‘Trump pode tornar agronegócio dos EUA menos competitivo e saída do Acordo de Paris pouco representa na prática’
O mundo acompanha de perto a volta de Donald Trump ao mais alto posto do governo dos Estados Unidos, e o que o seu retorno pode representar para a economia do mundo, além de setores como o agronegócio.
Na semana que marcou a posse do presidente, Trump disse que aumentará a produção de combustíveis fósseis, assim como a saída do país do Acordo de Paris e Organização Mundial da Saúde (OMS).
Para Leonardo Munhoz, advogado e pesquisador do Observatório de Bioeconomia da Fundação Getulio Vargas (FGV), a retirada dos EUA do Acordo de Paris, ainda que seja uma atitude política e ideologicamente forte, na prática, não significa muito. Por outro lado, o pesquisador reforça que a saída do país pode incentivar outros países a fazerem o mesmo.
“Os EUA, um grande emissor de gases de efeitos estufa, nunca endereçou a agenda climática de forma proativa, até mesmo em termos de financiamento. Não só com o Acordo de Paris criado em 2015, mas desde o início da Convenção Quadro Clima das Nações Unida (UNFCCC) em 1994, os EUA nunca conseguiram grande alteração na sua matriz energética baseada em combustíveis fósseis e reduções de emissões. Entre 1990 – 2022, houve apenas uma redução de 2% das emissões de CO₂ do país”, explica.
A título de comparação, o governo Biden fez um aporte de R$ 290 milhões para o Fundo Amazônia. Por outro lado, somente a Noruega já aportou R$ 3 bilhões, seguida pela Alemanha (R$ 388 milhões) e o Reino Unido (R$ 284 bilhões). Ou seja, para o tamanho da economia americana (aproximadamente US$ 27 trilhões em 2024), os seus aportes financeiros ao Fundo Amazônia foram pouco relevantes.
Trump deve enfraquecer pagamento por boas práticas ambientais
Outra ação esperada do governo Trump, pode ser menores incentivos dos programas de preservação ambiental dentro do Farm Bill, principal política agrícola dos EUA. Em 1985, a seção ambiental do Farm Bill, conhecida como Conservation Title, foi incorporada, introduzindo três principais programas voltados à preservação de recursos naturais em áreas rurais: Working Lands Conservation Programs; Land Retirement Programs e Easements Programs.
Esses três programas têm como estrutura central o pagamento financeiro público por boas práticas agrícolas e preservação de parcelas de matas ciliares no imóvel rural. Trump deve reduzir a verba federal destinada a esses programas.

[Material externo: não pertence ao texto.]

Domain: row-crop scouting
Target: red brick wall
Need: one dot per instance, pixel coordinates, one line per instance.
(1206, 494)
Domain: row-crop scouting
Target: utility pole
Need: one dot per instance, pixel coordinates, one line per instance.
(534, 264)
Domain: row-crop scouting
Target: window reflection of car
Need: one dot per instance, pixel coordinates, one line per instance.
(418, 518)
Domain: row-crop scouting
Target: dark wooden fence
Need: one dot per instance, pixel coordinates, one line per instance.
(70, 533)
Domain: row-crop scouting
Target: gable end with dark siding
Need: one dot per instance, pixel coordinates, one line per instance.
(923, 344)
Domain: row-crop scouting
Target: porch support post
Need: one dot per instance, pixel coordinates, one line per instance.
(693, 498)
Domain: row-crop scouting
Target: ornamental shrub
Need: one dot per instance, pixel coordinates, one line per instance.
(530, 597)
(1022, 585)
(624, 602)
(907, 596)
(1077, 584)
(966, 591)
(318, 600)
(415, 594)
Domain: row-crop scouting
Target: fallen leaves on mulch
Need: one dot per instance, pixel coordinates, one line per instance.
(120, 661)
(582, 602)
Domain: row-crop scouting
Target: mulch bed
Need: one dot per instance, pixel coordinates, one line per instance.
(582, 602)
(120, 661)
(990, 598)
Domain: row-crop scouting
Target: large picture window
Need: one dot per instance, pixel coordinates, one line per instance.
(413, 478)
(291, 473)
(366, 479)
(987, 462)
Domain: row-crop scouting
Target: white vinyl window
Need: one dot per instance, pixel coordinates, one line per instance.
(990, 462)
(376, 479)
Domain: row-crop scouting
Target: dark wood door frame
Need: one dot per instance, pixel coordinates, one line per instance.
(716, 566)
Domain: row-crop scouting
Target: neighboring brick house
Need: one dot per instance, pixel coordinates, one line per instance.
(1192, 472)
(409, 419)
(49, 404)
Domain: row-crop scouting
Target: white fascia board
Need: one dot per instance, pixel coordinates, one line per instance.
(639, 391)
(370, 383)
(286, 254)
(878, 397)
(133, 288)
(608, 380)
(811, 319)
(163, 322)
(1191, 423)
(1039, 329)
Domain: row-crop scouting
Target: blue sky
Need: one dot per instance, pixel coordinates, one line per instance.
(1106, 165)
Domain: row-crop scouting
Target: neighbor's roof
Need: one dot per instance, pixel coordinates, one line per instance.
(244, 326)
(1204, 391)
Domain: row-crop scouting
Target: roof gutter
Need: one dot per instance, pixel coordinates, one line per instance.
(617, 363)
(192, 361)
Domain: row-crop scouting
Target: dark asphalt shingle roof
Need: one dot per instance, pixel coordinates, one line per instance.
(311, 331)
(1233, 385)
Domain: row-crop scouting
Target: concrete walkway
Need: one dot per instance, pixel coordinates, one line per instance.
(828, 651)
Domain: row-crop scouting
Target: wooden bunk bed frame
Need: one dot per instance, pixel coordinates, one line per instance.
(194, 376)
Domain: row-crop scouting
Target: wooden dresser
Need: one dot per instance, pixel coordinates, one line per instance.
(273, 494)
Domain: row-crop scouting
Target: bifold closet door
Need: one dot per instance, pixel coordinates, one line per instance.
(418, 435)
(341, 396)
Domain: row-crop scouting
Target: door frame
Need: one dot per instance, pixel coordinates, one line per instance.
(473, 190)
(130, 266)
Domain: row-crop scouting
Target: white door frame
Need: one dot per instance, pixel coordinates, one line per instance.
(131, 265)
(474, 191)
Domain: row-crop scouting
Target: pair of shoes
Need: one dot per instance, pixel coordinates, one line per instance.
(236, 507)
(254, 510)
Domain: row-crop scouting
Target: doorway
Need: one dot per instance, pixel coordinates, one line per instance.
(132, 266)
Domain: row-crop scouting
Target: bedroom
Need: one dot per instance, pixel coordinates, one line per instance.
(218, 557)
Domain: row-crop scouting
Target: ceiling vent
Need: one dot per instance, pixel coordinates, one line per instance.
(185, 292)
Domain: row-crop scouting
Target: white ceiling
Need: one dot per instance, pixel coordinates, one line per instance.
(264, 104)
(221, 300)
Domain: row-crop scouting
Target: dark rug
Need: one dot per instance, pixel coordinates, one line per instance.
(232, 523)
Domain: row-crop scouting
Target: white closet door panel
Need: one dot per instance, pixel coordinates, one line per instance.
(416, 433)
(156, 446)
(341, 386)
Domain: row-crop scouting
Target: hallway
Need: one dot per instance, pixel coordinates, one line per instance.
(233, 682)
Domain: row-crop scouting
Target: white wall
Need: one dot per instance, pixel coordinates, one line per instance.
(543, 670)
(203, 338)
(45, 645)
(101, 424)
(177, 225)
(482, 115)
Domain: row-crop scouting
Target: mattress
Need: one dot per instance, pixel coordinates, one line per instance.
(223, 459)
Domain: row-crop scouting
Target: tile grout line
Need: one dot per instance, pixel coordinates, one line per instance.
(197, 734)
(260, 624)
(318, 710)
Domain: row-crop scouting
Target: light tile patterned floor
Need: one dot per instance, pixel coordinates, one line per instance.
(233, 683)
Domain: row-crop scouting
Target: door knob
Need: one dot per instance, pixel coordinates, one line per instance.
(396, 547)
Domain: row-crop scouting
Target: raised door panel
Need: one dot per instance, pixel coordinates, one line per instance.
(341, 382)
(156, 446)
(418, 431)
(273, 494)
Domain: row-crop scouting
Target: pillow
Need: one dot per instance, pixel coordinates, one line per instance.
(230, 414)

“O enfraquecimento dos Conservation Programs pode levar a menor sustentabilidade dos produtos agropecuários dos EUA, já que o produtor americano não terá incentivos para preservar matas e adotar boas práticas. Tal fato em um contexto de maiores restrições ambientais, exigindo melhores práticas e menor desmatamento pode prejudicar o acesso de produtos americanos a outros mercados como o europeu. Deve-se destacar que a partir de 2026 a Lei anti-desmatamento (EUDR) entrará em vigor, demandando rastreabilidade de produtos agropecuários, comprovando origem de área não desmatada para todos os países que exportem para território europeu”, explica Munhoz.
Portanto, a menor exigência sustentável na produção americana, em especial no agro, pode levar a perda de competitividade desses produtos nos mercados estrangeiros. Também, fica incerto a disponibilidade do governo americano em investir em sistemas de rastreabilidade de produtos e seu cruzamento com dados ambientais dos imóveis rurais.
Nesse ponto, o Brasil pode ter vantagens comerciais com relação aos produtos agropecuários dos EUA, uma vez que tem o Código Florestal, em especial o Cadastro Ambiental Rural (CAR), com a adoção de boas práticas na produção rural por parte dos produtores brasileiros.